Monday, September 2, 2019

About Elections


We recently hosted an event in support of one of the candidates for the local School Committee. This young person was born in Africa and came to the US as a child and went through the entire public school system in my town. She knew at first-hand what it was like to be a public school student in our town as a person of color. Since there had been a good deal of controversy recently about the treatment of African-American and Latinx students in our school system, run by white persons almost exclusively, supporting her campaign seemed important. Add to that, we came to like and respect her as we got to know her better.
Most of the members of our school committee have had their position for a long time. Their names are familiar but I have never met any of them and have a very hazy idea of any of them. I am not clear what they stand for when it comes to educational policy and I do not know them personally. I do not know to what extent to trust their campaign statements and whether one could rely on them to act on the principles they profess.
Well, you say, that's the way it is in a large country like ours. But that is of course totally beside the point. I have the same problem of not knowing what candidates I vote for in the town I live which is not a big town by any means. More importantly, we say that in our democracy the people have the ultimate power over the government and that they exercise that power by selecting representatives of their choice. But a population voting for representatives they often do not know and who are, in fact, different from the voters think they are does not strike me as a population that is in control of its government or society. The choices we make, most of the time, are rather sightless. Rather than making thoughtful, well-informed choices, we yank the lever of an electoral slot machine. Our choices tend to be pretty random.
Is there a way of remedying that problem? Suppose in each neighborhood where people know each other or live close enough together to meet and talk, the citizens meet to select someone who is familiar with the school committee and knows the persons who are running to join that committee. Perhaps that person was a member of the committee some time ago and thus knows the personalities of the current membership and the functioning of the body. Suppose further that each neighborhood selects one such person well able to make an informed choice with respect to members of the School Committee. The representatives of each neighborhood will meet and choose the requisite number of persons to serve on this committee. The committee membership is picked by persons who know each candidate and have some judgment as to who may be the best person to help the schools. In this way the problem of citizens voting for more or less unknown candidates has been circumvented.
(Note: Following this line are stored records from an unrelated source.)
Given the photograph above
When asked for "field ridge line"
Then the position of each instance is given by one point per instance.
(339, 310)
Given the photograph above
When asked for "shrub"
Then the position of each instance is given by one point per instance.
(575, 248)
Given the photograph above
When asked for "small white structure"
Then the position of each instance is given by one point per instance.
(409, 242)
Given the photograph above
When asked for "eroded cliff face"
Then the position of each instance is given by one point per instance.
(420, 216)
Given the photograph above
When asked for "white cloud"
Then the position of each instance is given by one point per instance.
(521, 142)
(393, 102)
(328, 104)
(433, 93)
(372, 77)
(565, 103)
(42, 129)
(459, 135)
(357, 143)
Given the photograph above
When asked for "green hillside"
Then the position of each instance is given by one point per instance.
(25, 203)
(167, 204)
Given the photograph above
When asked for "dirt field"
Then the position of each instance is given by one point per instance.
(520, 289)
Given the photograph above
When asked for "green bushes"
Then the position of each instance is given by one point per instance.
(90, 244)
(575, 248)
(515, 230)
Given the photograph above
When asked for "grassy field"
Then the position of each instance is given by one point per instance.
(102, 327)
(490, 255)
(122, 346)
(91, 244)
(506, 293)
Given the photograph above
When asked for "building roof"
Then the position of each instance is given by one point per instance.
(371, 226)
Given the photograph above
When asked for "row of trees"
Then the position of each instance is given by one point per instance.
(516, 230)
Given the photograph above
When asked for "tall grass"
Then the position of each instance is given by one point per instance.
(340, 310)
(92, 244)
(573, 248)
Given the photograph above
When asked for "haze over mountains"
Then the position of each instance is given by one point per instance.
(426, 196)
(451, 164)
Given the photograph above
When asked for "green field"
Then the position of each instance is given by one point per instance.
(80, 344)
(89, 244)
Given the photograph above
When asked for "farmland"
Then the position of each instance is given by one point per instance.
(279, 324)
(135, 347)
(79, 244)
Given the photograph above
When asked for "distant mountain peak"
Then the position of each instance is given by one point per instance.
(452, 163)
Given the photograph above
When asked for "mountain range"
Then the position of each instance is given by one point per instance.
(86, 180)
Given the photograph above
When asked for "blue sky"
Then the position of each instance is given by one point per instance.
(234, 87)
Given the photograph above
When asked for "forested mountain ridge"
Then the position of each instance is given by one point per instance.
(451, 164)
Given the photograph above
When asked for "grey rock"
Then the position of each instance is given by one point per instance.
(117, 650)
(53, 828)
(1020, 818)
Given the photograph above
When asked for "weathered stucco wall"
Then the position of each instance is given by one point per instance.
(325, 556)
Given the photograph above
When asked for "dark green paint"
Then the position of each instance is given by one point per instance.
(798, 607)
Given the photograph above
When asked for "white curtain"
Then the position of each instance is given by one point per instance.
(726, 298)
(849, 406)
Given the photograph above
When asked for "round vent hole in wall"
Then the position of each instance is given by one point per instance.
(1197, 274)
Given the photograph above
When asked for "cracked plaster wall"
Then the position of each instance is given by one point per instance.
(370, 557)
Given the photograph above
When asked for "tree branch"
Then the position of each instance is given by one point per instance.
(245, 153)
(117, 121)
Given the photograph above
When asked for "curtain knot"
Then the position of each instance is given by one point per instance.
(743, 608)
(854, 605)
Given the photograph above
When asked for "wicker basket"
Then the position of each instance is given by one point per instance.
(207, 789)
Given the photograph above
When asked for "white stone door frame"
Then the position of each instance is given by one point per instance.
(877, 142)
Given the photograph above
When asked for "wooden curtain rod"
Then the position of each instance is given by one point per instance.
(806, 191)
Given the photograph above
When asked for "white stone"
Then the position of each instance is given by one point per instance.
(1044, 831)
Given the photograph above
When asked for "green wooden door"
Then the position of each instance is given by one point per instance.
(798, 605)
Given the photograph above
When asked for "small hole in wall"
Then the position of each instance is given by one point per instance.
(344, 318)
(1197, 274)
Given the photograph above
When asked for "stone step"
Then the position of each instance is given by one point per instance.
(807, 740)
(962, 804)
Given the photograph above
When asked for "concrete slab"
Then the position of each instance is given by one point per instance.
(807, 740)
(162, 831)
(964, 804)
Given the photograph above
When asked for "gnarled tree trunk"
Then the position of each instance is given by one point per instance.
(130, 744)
You may object that this indirect vote for school committee members puts a great distance between the individual citizens and the organs of city government. But that distance exists already. There is a large gap between me and institutions whose members are elected but are on the whole unknown to the people who vote for them and therefore cannot really be said represent those people. If voters under our present system of direct elections of members of the School Board or the City Council wanted to be familiar with the persons they vote for, they would need to spend a great deal more time to meet the candidates at different forums or when they volunteered to work for a candidate or another. Most citizens do not have the time available.
Counting up the number of votes that different candidates get from voters that do not know them strikes me as an irrational way of electing a government. The jobs we elect people for are important. It makes a great deal of difference for us how well those jobs are done. We need the best candidates available. We don't get those as long as we respond to campaign literature written by professional campaign strategists that often are only faintly related to the ideas and practices of the candidate.
We need to elect persons as electors we know, whom we can trust that they will do what they promise us. That means we should choose persons in our neighborhood who are familiar with the office we are voting for and familiar with the candidates. They can choose the one who will do the best job for us.
This is, I believe, a good project. But Is it realistic? In many places in the United States citizens do not live in stable neighborhoods where neighbors know each other and are thus able to choose the right electors for local as well as national elections. Many neighborhoods are unstable in that people move in and out constantly. Think of neighborhoods with large student populations or neighborhoods of poor people who are regularly getting evicted because they are unable to pay the rent. In areas surrounding military installations, families move regularly when their members in the military are transferred. There are parts of many towns populated by young people on their way up who will leave when they get promoted and their pay goes up. Others leave because they lose their job in times of economic instability. In short, the picture of areas with stable populations does not seem to apply to significant parts of the country.
But many folks in these highly mobile populations may not participate in elections, especially not in local elections because their ties to the locality may be very weak. They may also remain aloof from elections because they do not feel at all included in the political system. Candidates do not seek them out or mentioned there needs and problems in their campaign speeches. Feeling overlooked by politicians they may well stay aside when elections come around.
Choosing the electors we do know instead of candidates we don't, is a realistic project that deserves serious consideration.